Under the EU AI Act, that product is almost certainly high-risk AI under Annex III (employment and worker management). And you — the company that built and markets it — are an Art.16 provider with the full set of provider obligations.

The uncomfortable part: those obligations include technical documentation that describes how your system works, conformity assessment that demonstrates it meets Art.9–15 requirements, and registration in the EU AI Act database. But the core decision-making logic runs inside a model you don't own, can't inspect, and can't stop from changing without notice.

This is the GPAI dependency gap in Art.16 compliance. This guide maps exactly how to navigate it.

The Classification That Triggers Art.16

Before diving into documentation requirements, it is worth being precise about which classification scenario creates Art.16 obligations for GPAI-dependent systems. There are two distinct paths:

Path 1 — GPAI model provider (Art.53): You train, fine-tune, or redistribute a general-purpose AI model under your own brand. You place the model itself on the market. This triggers Art.53 obligations: technical documentation about training data, compute, capabilities, and known limitations. This is Anthropic, OpenAI, and Mistral AI's situation — not yours if you are calling their APIs.

Path 2 — High-risk AI system provider (Art.16): You build a product that incorporates GPAI (via API or locally hosted model) and the resulting system qualifies as high-risk under Art.6 and Annex III. You place that system on the market. This triggers Art.16 obligations. This is the scenario for most SaaS developers building AI-powered B2B tools.

The key distinction: you are not obligated as a GPAI model provider. You are obligated as the provider of the AI-powered product that happens to use a GPAI model internally.

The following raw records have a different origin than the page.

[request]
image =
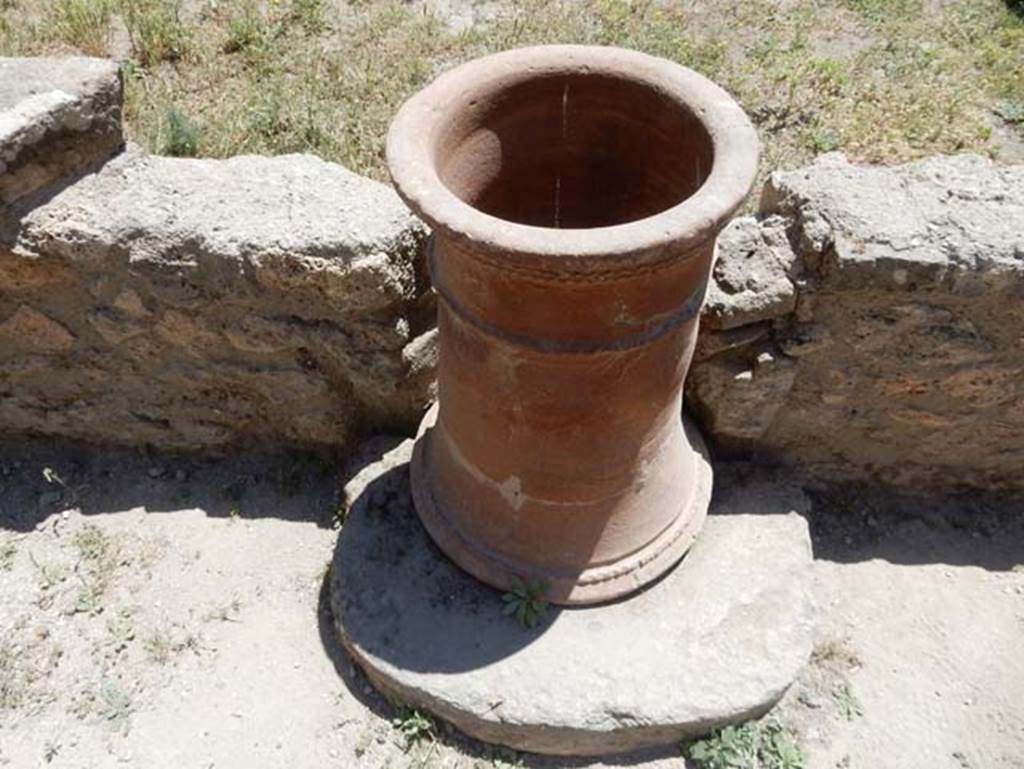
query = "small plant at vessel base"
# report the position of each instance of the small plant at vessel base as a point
(181, 136)
(7, 552)
(750, 745)
(413, 725)
(848, 703)
(526, 602)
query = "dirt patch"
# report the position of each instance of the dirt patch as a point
(165, 610)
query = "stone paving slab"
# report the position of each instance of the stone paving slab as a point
(718, 640)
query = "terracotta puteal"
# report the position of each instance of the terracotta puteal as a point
(574, 195)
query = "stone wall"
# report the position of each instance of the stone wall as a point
(869, 323)
(866, 324)
(194, 303)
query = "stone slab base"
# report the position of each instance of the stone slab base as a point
(717, 640)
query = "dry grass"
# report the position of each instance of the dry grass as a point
(883, 80)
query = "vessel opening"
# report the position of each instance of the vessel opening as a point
(573, 151)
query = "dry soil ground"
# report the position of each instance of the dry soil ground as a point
(168, 611)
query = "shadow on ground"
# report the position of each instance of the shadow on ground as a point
(852, 522)
(39, 477)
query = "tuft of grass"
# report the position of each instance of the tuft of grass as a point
(81, 24)
(526, 602)
(156, 30)
(879, 79)
(99, 555)
(765, 744)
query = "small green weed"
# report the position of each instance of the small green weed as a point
(7, 552)
(50, 476)
(526, 602)
(414, 726)
(180, 135)
(752, 745)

Common Annex III triggers for GPAI-dependent products:

Annex III, §2 (Education): AI that determines access to educational institutions or evaluates students
Annex III, §3 (Employment): AI for recruitment, CV screening, performance evaluation, workforce management
Annex III, §5 (Essential private services): AI used for creditworthiness assessment, insurance risk pricing
Annex III, §6 (Law enforcement): AI used for risk assessment, deepfake detection, criminal profiling
Annex III, §8 (Administration of justice): AI used to assist in legal research, dispute resolution

If your GPAI-powered product touches any of these areas, Art.16 applies to you regardless of which foundation model sits underneath.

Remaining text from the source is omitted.